Janelle and Michael Gomes are coffee farmers, and when they’re not working on their farm, they come down to the school to help the teachers with activities such as reading to the children or creating craft projects with them.

“My kids are here five days a week, and we try to come down at least once a week to do stuff,” Janelle Gomes said. “We run a coffee farm so we’re not always around, so we try to do it as much as possible to be here for the kids. Because the more involved the parents are, the more it helps with their education, I think.”

Janelle Gomes said the school meets with the parents before their children start attending so the teachers can cater their curriculum to what the parents want to see their children improve in the most. For the Gomes family, they asked that Cynthia learn to write her name before the end of the year, and Janelle Gomes said she’s close to that goal.

PACT Head Start also holds monthly parent meetings, where parents can meet and learn how they can get involved with the school and their child’s education.

“It’s flexible, so that’s what’s giving me the chance to come in and actually be involved in my children’s education,” Janelle Gomes said. “And that means a lot to me and my husband.”

On one afternoon in April, Janelle and Michael Gomes assisted their children’s teacher, Trisha Puou, by creating crafts for Easter and alternating storytime before lunch was served.

“I would 100 percent recommend this school.” Michael Gomes said. “The staff is very caring and the children have a lot of activities and they learn so much.”
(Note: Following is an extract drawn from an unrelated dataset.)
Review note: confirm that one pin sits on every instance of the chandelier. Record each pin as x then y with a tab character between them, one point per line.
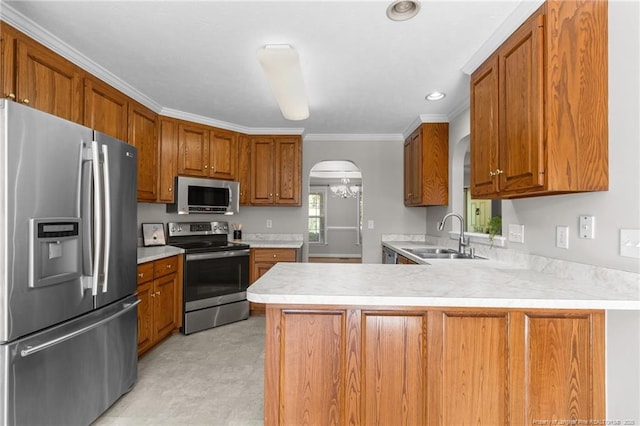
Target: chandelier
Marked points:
344	190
Puou has been teaching at PACT Head Start for 16 years. She said she recently had her first former student graduate high school, which she said was both heartwarming, and a reality check about graduation rates.

She remains an optimist, though, when it comes to her students.

“I like being able to give back to the community,” Puou said. “This was actually one of my goals when I was very little, to come back to Kona and give back. And this is the best way to give back because they are sponges. So I can teach them the values that I think they need in society.”